Company went into the liquidation and liquidators are argued that the debentures used by Salomon as security for debt was invalid on the ground of fraud. The judge Mr. Vaughan Williams J. Accepted the appeal ruling that since salomon had created the company solely to transfer his business. As the principle was liable for the debts to unsecured creditors and the company was in reality his agent and he also.

Judgement :
The court were held and decision in favour of the shareholders and old man Salomons relatives. The main fact was that the shareholders were all related to old man Solomon was irrelevant in determining the corporation legimately existed as a separate entity.

Conclusion :
Thus the individuals, shareholders were not held liable for the corporations debts. The court of UK appeal of anti semetic and felt salomon was a fraud and his company was a sham but the house of lords court stated that the company was properly set up and there was no fraud and thus Salomon was distinct entity from his company and his directorship and also shareholding and his rights as a secured creditor. From the analysis we can say various exceptional circumstances have been delineated both by legislatures and the judiciary in the England and also other countries when courts can legitimately disregard a companys separate legal entity such as where crime or fraud has been committed and although salomon case is cited in court to this day and it has met with the considerable criticism.

CASE NO. 03 : ASHBURY RAILWAY CARRIAGE


Introduction & Findings :
Here in this case of Ashbury Railway Carriage company the main objects set out in the companys memorandum were to make and sell or land on hire railway carriage and wagons and also other all kinds of railways plant, machines, fittings, rolling stock to carry on the business of mechanical engineers and general contractors to lease or purchase sell mines, lands and buildings to sell and purchase merchants, coal and other materials on commission as agents.

Judgement :
4

Judgement plays a significant role, the construction of a railway as distinct from rolling stock was ultra vires.
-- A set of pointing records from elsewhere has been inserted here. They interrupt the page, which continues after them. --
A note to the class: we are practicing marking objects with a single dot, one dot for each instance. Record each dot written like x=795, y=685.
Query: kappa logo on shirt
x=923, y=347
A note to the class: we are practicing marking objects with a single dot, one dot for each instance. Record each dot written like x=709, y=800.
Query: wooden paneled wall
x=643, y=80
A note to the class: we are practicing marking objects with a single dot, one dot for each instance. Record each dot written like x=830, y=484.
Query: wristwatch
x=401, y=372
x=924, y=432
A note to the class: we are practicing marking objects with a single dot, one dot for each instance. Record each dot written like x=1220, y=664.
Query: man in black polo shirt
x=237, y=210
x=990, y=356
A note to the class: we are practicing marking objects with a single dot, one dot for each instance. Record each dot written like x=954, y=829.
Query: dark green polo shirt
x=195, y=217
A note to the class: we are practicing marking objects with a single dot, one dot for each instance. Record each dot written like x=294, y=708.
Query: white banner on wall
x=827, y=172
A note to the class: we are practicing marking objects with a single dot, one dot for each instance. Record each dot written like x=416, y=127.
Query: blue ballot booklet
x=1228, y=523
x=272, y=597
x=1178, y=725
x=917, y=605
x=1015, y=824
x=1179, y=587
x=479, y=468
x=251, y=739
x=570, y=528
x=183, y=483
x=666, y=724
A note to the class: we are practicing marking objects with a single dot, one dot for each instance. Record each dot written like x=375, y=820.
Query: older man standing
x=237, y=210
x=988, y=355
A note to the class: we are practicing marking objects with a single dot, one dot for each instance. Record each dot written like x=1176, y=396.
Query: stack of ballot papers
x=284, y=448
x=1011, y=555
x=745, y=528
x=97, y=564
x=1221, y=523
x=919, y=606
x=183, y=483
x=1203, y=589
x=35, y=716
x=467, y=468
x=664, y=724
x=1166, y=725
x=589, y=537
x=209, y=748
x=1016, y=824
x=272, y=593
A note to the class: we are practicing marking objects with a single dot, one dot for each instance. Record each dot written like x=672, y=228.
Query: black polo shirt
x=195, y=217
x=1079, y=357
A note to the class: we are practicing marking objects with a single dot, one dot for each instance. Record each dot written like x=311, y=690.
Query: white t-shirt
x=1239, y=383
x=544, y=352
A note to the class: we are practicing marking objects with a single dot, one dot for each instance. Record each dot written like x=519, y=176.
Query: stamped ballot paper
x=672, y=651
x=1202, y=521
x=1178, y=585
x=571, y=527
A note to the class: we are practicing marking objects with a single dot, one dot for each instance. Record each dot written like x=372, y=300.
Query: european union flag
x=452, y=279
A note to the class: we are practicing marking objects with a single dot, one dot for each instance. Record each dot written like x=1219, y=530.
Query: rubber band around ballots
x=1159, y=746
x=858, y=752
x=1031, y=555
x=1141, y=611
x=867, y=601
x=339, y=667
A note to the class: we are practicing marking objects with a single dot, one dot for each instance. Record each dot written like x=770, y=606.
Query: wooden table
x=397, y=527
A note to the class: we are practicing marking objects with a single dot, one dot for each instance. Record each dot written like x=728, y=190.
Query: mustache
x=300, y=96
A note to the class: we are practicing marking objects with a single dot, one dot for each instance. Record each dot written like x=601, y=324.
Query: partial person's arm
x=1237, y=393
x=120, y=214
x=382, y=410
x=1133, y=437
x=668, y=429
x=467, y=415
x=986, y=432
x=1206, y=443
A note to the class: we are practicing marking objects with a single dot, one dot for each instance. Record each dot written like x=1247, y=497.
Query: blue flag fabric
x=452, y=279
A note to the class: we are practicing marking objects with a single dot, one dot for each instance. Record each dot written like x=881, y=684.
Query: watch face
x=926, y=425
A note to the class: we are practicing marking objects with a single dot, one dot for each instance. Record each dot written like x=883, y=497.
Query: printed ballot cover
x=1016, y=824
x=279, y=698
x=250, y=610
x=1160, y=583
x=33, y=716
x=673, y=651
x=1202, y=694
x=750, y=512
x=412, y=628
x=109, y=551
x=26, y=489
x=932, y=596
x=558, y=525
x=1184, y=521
So therefore action for the breach of the alleged contract failed as it was void. So Richie cannot sue file against the company and contract will be null and void.

Conclusion :
Thus by analysing the case we can say that by applying t modern law to the Ashbury case directors committed a breach of duty by making the contract and might have been restrained by action by member of the company but as once the contract was made its validity could not be questioned provided that the making of the contract was act done by the company. By dealing with the company in good faith a person the power of the board of directors to bind the company or authorise others to do so, shall be deemed to be free of any limitation under the companys constitution. It is important for the consideration. The objection met by Sec 35A 1 that it was not such an act because the director had no power to make the contract.